As presented, the mean IPSC amplitude, Sx, reflects two factors, the probability of occurrence, Px, and the mean amplitude of the successful IPSCs, Ax; such that Sx = AxPx. To better understand the mechanism of facilitation, Ax and Px were analysed separately in the original records (Fig. 3F). As seen there, the principal effect of paired pulse stimulation was to increase the probability of IPSC occurrence after the second pulse by 150–250%. That is, IPSCs occurred much more reliably when two pulses were presented with a 10–100 ms interval. The effect on the mean amplitude of successful IPSCs was also significant, though smaller with a 30% amplitude increase of A2. For example, for a double pulse interval of 25 ms, the mean ratio of P2/P1 was 1.78 ± 0.73 (n = 11 IHCs, one-tailed t test, P < 0.01) and the mean ratio A2/A1 was 1.34 ± 0.33 (n = 11 IHCs, one-tailed t test, P < 0.01). We estimated (both by ‘method of failures’ and by 1/CV2) the quantum content for the facilitated IPSC S2 and compared it with that of S1 (Fig. 3G). For paired pulse intervals of 25 ms, quantum content rose 150–550% (0.09–0.99 for S1 and 0.13–2.08 for S2) in 9 of 10 IHCs.

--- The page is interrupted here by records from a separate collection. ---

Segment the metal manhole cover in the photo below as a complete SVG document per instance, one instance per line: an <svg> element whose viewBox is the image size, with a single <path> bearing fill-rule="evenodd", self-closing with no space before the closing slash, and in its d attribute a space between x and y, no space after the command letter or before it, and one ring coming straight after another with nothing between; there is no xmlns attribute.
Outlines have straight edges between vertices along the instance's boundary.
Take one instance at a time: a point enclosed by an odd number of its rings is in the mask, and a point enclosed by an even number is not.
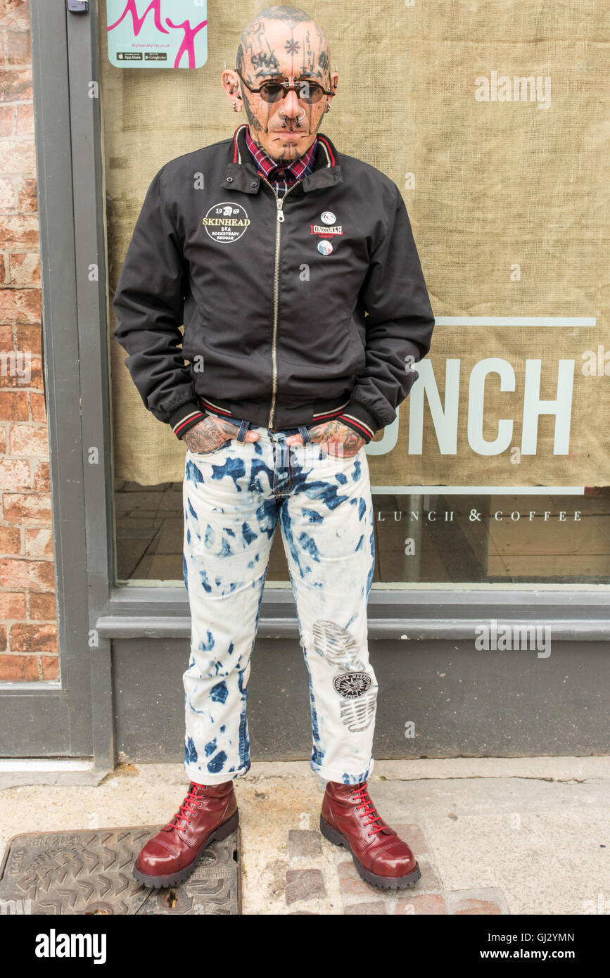
<svg viewBox="0 0 610 978"><path fill-rule="evenodd" d="M201 853L185 883L153 890L131 870L142 846L160 827L14 835L0 867L3 912L240 913L239 827Z"/></svg>

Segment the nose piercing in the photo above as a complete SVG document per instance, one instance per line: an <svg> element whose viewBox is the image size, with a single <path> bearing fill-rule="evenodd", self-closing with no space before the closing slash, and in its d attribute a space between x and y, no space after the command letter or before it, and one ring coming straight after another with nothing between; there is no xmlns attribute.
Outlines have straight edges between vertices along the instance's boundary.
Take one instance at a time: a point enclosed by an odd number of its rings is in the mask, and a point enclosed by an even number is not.
<svg viewBox="0 0 610 978"><path fill-rule="evenodd" d="M306 115L306 112L305 112L305 110L304 110L304 109L301 109L301 111L303 112L303 114L302 114L302 115L297 115L297 116L296 116L299 122L302 122L302 121L303 121L303 119L305 118L305 115ZM286 118L286 117L287 117L287 115L286 115L286 112L283 112L283 111L282 111L282 110L280 110L280 116L281 116L281 117L282 117L283 119L284 119L284 118Z"/></svg>

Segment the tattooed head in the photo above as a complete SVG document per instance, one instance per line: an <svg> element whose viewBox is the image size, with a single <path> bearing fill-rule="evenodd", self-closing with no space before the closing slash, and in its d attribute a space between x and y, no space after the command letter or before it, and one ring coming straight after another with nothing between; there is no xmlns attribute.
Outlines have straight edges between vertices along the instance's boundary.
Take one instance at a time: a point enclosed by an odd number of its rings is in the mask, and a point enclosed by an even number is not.
<svg viewBox="0 0 610 978"><path fill-rule="evenodd" d="M298 159L314 142L338 84L324 30L298 7L267 7L243 28L236 66L223 71L222 83L236 110L245 111L250 136L272 159ZM291 91L269 103L250 91L286 78L317 82L333 94L308 103Z"/></svg>

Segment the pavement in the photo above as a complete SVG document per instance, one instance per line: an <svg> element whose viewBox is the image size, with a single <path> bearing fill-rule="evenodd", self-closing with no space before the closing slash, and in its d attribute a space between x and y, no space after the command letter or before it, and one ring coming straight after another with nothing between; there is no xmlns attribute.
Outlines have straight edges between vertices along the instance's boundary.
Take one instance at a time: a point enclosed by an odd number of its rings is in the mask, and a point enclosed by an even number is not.
<svg viewBox="0 0 610 978"><path fill-rule="evenodd" d="M161 824L187 784L182 765L126 764L99 784L5 787L0 851L22 832ZM242 912L610 914L610 758L376 761L369 789L417 857L415 887L370 886L322 837L308 762L259 762L236 784Z"/></svg>

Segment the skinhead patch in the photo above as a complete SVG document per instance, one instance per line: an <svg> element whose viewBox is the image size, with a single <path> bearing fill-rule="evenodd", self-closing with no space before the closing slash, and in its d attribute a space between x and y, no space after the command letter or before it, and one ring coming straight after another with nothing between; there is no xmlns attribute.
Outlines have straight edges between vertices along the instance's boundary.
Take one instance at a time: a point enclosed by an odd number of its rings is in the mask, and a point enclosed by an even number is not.
<svg viewBox="0 0 610 978"><path fill-rule="evenodd" d="M341 673L332 680L335 690L344 699L356 699L370 687L370 676L367 673Z"/></svg>
<svg viewBox="0 0 610 978"><path fill-rule="evenodd" d="M231 244L245 234L250 219L240 203L225 201L210 207L202 224L213 241Z"/></svg>

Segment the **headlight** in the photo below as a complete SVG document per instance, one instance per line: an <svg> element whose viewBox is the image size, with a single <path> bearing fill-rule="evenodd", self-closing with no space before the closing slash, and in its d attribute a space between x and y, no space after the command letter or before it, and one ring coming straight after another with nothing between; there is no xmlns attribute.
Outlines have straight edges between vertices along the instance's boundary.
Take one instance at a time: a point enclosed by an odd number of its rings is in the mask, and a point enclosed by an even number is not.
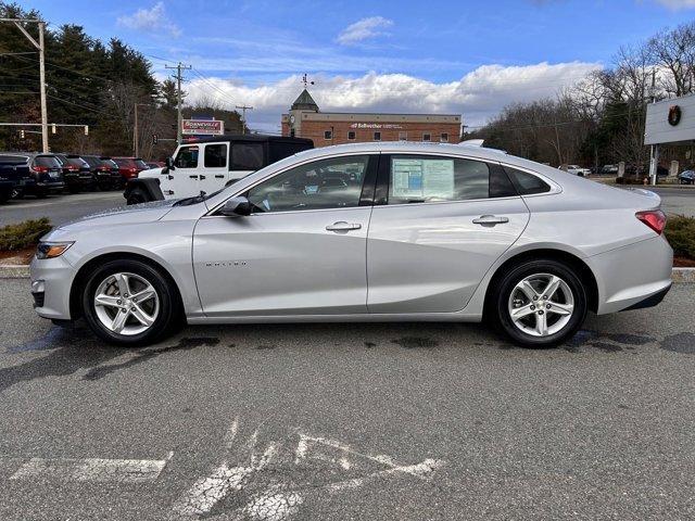
<svg viewBox="0 0 695 521"><path fill-rule="evenodd" d="M72 242L39 242L36 258L60 257L72 245Z"/></svg>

Facilitation and summation during shock trains

Inhibition in the intact cochlea has been most often studied using extended trains of electrical shocks to activate the efferent axons (Galambos, 1956; Wiederhold & Kiang, 1970). The time course of efferent facilitation in the excised organ of Corti was characterized further using trains of 10 pulses with an interpulse interval of 25 ms; 30–50 such trains were presented at a 20 s interval, with the IHC at a holding potential of −90 mV. Facilitation as well as summation augmented the average compound IPSC amplitudes to a value of −128 ± 117 pA (n = 14 IHC recordings), about 6 times the size of the mean IPSC amplitude in response to single pulses. The biggest average compound IPSC reached a value of −450 pA (Fig. 4A). We analysed the facilitation ratio in 14 IHC recordings and compared each mean IPSC amplitude S2 to S10 in the pulse train to the mean amplitude of the first IPSC S1 in the train (Fig. 4B). In these instances, the amplitude of the facilitated IPSC is slightly underestimated, since the true preceding ‘baseline’ was not available. Nonetheless, every mean IPSC amplitude S2 to S10 in the pulse train was significantly larger than S1 showing facilitation (one-tailed t test, P < 0.05, n = 14 IHC recordings, 30–50 pulse trains per IHC averaged). Peak values for an increase in mean IPSC amplitude were found for S4 and S5 (200%), then declined to values of 150% for S6 and S7 and stayed at 100% increase for S8 through S10. This decline of increase of mean IPSC amplitudes during the stimulation train could be due to saturation of nAChRs, or other pre- and postsynaptic processes, and therefore this phenomenon will need further examination. In addition to facilitation of single IPSCs, summation also contributed to the amplitude of the compound IPSCs.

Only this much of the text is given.